Hart Levy demonstrates brain imaging system (Erin Vollick, University of Toronto)

Engineering graduate student Hart Levy demonstrates the brain imaging system (Erin Vollick, University of Toronto)

Biomedical and electrical engineers at University of Toronto have developed a neural imaging system that allows researchers to make much more complex maps of the brain with just one camera and one imaging platform. The team led by engineering professor Ofer Levi published its findings yesterday in the journal Biomedical Optics Express.

Clinicians use neural imaging to diagnose and better understand chronic neurological conditions such as epilepsy and stroke.

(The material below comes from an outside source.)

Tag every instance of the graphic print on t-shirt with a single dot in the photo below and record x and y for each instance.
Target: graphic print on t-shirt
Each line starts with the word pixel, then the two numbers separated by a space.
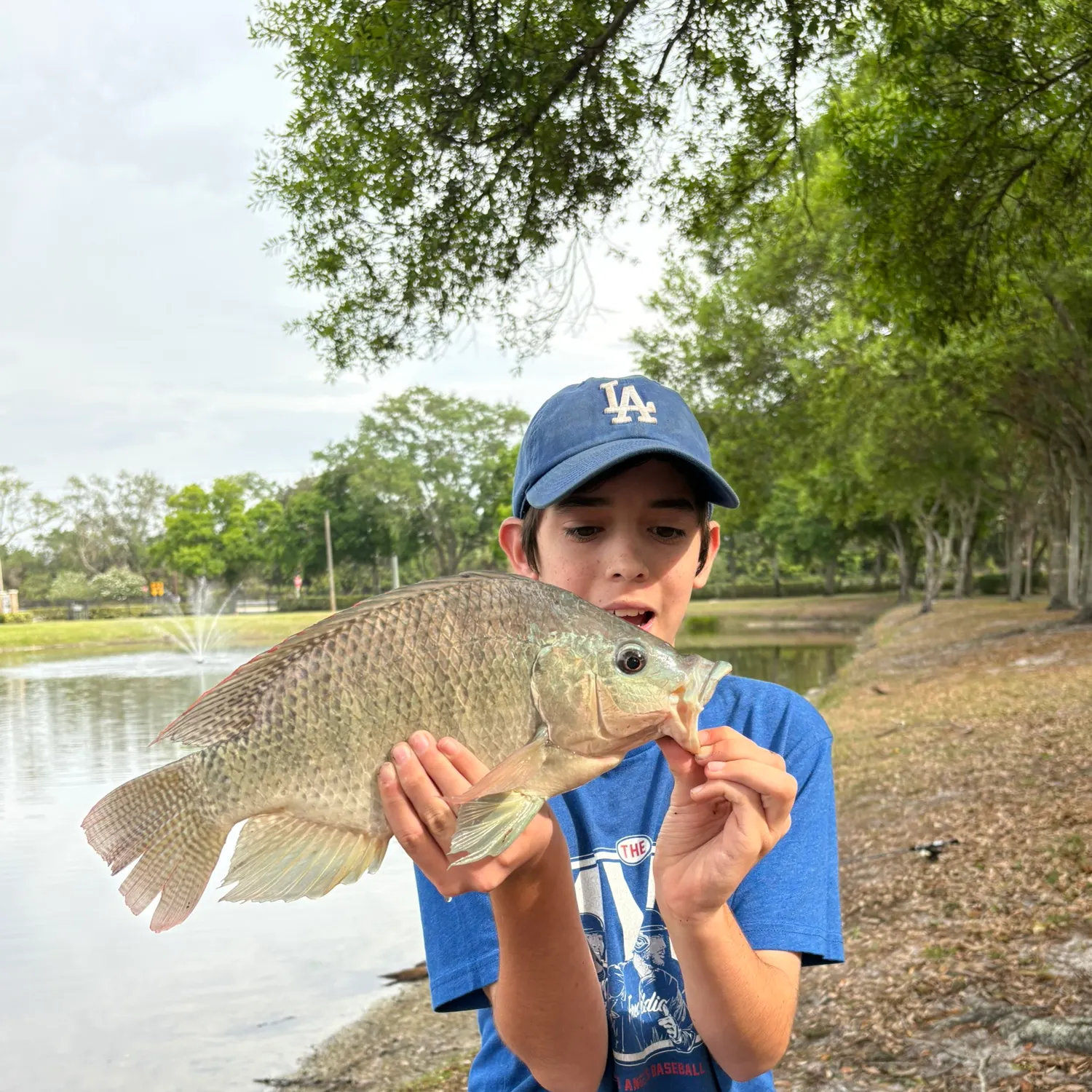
pixel 640 978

The current state of technology, say the authors, require several different techniques and processes to fully map brain functions, making research on and treatment of these conditions expensive and inefficient.

The system developed by Levi and his student researchers adapted Vertical Cavity Surface Emitting Lasers (VCSELs), a relatively low-cost technology that uses miniature microchip lasers mounted on a fast, sensitive camera. The high speed and sensitivity of the camera allow the operator to switch lasers on and off with much more speed and precision than before.

The fast manipulations of light makes it possible to map the brain with greater sophistication and precisions, say the researchers. In the article, Levi’s team demonstrate the ability for the images to simultaneously discriminate between veins and arteries, which had not been done before, as well as establish flow velocities.

Levi says the next steps of the technology are to develop portable systems that combine the three components of brain mapping: blood flow, oxygenation and florescence. There are current portable brain mapping systems, says Levi, but none that combine all three functions. He plans to develop a portable model that would enable researchers to conduct studies with freely behaving (i.e., non-anesthetized) animals.

Future applications of the technology could involve mapping metabolic changes in the brain prior to epileptic seizures, as well as decode intentions of children in the absence of speech and gestures. Levi and a former student have submitted a patent application on the technology through the university’s technology transfer office.